Have you tried to pat yourself on the back by trying to upvote your own answer in Stack Overflow? I tried once. They didn't let me do it.


Even better ... I tried to downvote myself to the same result.


Imagine if they allowed you to downvote yourself...

The next day:

- you comment: "hey, can someone explain the downv-- oh wait, that was me"


You can answer your own question and mark your own answer as the correct answer, which does benefit your SO score.


That and finding a question you've search for, only to find out that question was also posted by you years ago. Bonus for ones with no answers still.


Or a question you had years ago. Couldn't find an answer. So you did a workaround and/or forgot about it.

Now you hit the same problem search -- and find you original question. But wait! Now there are half-a-dozen other people with the same problem! So you click on all of those links.

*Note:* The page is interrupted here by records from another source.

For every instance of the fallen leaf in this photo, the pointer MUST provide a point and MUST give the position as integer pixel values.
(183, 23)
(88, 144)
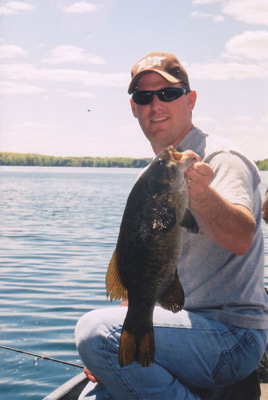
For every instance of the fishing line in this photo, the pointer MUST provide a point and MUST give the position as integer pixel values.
(39, 356)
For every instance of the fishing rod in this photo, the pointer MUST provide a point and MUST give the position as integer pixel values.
(39, 356)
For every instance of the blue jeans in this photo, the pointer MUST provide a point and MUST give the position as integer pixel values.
(191, 351)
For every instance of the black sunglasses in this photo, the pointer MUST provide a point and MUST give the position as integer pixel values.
(144, 97)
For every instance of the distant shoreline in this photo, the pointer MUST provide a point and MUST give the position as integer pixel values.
(31, 160)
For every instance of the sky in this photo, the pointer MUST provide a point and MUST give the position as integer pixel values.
(65, 69)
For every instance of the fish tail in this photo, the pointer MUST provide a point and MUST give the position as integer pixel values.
(146, 349)
(139, 347)
(127, 352)
(173, 298)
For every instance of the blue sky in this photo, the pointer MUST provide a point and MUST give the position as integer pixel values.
(61, 58)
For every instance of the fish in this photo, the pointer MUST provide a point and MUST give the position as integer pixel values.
(143, 267)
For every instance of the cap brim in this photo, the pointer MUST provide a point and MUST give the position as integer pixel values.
(165, 75)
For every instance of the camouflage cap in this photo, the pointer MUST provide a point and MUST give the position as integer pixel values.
(165, 64)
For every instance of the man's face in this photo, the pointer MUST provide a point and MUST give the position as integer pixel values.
(163, 123)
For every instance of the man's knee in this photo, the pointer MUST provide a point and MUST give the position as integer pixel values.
(95, 327)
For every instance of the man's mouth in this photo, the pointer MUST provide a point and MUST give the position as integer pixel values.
(159, 119)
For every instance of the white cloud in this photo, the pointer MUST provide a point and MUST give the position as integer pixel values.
(13, 7)
(250, 44)
(31, 72)
(80, 95)
(224, 71)
(215, 18)
(64, 53)
(81, 8)
(201, 2)
(249, 11)
(11, 88)
(10, 51)
(241, 130)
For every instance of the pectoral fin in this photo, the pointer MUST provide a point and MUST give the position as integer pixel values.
(173, 298)
(114, 286)
(189, 222)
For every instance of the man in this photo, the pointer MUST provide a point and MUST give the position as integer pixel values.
(265, 207)
(220, 336)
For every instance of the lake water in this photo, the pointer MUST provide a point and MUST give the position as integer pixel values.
(58, 230)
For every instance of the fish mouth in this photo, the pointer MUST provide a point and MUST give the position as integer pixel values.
(171, 155)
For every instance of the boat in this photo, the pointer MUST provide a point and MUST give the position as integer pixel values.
(74, 387)
(70, 390)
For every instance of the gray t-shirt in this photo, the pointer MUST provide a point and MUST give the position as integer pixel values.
(217, 283)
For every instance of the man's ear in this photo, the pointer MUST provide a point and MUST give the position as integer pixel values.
(133, 108)
(191, 96)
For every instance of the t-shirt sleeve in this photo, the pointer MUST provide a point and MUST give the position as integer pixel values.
(233, 179)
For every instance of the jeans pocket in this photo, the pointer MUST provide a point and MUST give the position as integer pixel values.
(238, 362)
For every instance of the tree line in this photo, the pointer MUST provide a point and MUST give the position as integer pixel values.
(28, 159)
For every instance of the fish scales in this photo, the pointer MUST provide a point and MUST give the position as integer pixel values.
(143, 268)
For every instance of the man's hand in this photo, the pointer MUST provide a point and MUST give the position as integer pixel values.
(230, 226)
(198, 176)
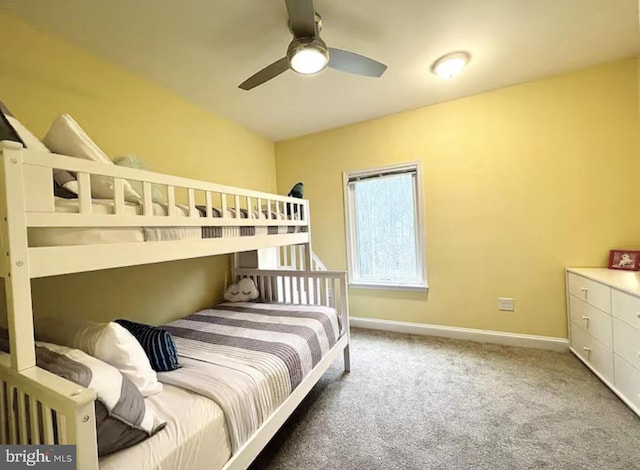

But none of them could find an answer either. Bonus points if there's a guy who comes in condescendingly and quotes a manual or some other standard piece of information -- which is also wrong. This is usually because they didn't pay enough attention to understand the question in the first place.


I had a guy, on stackoverflow, commenting condescendingly on my question (or was it an answer, can't remember) that I was wrong and I should edit my post with his answer instead. All would be well if it wasn't on a 6 year old post at the time, and he was wrong. Ah, stackoverflow - what happened to you? It was fine and dandy when it was all loose. Now you ask a question and it's immediately flagged for various reasons. I've noticed that a lot in programming (I'm not actively programming anymore). It's always fun until the entropy of the rigidness comes in.


The one time I posted a question on SO, it got flagged as duplicate and there were links to multiple other questions that were not even remotely the same to mine. Even more so, the tagged questions were not even mutually the same!

It took two hours to carefully craft my question just to have it immediately shot down. It is needless to say I have not posted again since.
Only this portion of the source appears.